The case portrays the narrative of the Rodamas Group, under the ownership of the ethnic Chinese Tan family in Indonesia. The firm began as an exchanging firm in 1951 and, over the long run, turned into a joint endeavor accomplice in production companies, with a scope of principally Japanese accomplices after Indonesia began to set out on an industrialization program in the late 1960s. In the 1980s, the firm gradually turned into the second era pioneer, and kept on growing to succeed until it turned out to be a member of the 20 business groups of the highest repute and profitability in Indonesia. The trade and commerce for the firm included glass fabricating (with Asahi), individual care goods (with Kao), packaging and bundling (with Dai Nippon) and MSG manufacture. The Rodamas, in these affiliations, was responsible for managing local rules and regulations, contracting neighborhood work force and supplying the goods and products in Indonesia. During the Asian Crisis in 1998, when President Suharto was overthrown and ousted, Indonesia experienced a number of acute changes, including the move towards democracy i.e. a vote based system. Its economy soon grew to be more open in nature, and international companies were given the permission to work in the nation without having a local accomplice. Similarly, a number of international trade and business developments, which also consisted of the multinationals’ inclinations to depend on attorneys and advisors as opposed to local partners and accomplices, undermined and challenged the Rodamas business paradigm. Keeping this in perspective, the present leader, Mucki Tan, is reexamining the fate of his firm and evaluating a couple of options and choices. The case concludes with the following plans of action: Go global with current partners; Develop own businesses and trade options that are little dependent on technology, such as property; Take over present manufacturing companies Develop expertise and concentrate on supplying products for the overseas MNCs Focus on the conventional partnership function with the latest influx of foreign direct investment (FDI) from multinationals that operate in developing markets, particularly, China.
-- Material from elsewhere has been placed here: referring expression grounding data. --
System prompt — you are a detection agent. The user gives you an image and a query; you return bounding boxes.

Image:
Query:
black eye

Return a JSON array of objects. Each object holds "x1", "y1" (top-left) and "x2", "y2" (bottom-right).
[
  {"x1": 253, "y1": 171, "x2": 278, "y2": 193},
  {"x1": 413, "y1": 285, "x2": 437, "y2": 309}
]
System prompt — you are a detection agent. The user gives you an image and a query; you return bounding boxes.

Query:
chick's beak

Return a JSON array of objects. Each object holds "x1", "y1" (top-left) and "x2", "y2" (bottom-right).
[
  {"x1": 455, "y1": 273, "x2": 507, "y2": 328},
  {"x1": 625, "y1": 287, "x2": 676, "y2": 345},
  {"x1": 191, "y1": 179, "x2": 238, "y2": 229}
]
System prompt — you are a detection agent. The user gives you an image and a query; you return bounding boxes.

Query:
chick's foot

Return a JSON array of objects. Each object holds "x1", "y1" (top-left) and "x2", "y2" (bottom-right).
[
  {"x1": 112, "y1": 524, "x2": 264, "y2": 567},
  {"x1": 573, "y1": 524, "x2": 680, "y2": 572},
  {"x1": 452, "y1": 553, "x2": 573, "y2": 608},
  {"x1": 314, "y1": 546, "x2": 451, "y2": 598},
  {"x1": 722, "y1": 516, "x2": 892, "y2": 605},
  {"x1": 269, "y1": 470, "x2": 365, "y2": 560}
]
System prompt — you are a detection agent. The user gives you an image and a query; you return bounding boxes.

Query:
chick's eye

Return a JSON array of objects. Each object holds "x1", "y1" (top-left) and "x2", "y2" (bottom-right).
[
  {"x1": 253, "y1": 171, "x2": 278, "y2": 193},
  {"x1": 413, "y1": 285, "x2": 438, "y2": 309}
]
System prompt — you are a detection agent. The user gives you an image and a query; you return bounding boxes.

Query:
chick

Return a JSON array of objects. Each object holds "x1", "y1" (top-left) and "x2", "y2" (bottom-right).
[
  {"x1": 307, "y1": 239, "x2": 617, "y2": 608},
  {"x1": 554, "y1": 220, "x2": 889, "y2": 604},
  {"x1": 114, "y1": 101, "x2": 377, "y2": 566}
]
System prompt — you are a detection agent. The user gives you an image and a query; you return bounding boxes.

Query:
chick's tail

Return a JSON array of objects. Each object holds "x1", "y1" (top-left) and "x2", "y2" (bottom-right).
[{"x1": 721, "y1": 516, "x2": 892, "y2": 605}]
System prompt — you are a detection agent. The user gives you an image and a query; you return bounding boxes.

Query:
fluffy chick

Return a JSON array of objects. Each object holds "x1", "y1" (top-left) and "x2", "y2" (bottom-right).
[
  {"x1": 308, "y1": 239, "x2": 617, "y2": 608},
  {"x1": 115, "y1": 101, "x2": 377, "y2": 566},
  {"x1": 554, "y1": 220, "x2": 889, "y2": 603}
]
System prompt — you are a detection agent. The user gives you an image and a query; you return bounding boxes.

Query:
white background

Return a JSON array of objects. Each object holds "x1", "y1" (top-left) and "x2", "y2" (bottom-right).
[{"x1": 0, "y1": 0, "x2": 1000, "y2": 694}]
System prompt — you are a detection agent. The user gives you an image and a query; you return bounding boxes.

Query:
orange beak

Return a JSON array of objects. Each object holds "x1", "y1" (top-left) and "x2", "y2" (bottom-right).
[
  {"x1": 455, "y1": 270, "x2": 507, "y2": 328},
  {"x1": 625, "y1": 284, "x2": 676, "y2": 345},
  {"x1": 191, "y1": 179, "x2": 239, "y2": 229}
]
Students will be required to assess and examine the company and its situational circumstances, choose a future plan and tactic for the company and evaluate the outcomes of the same.
What re the core competencies of Rodamas?
What are the main characteristics of the business environment before and after the crisis?
Does Rodamas have adequate capabilities to manage the after-crisis environment?
What are the different strategic alternatives and what are the pros and cons of each?
What strategy would you recommend for the company?
What would it take to implement this strategy successfully?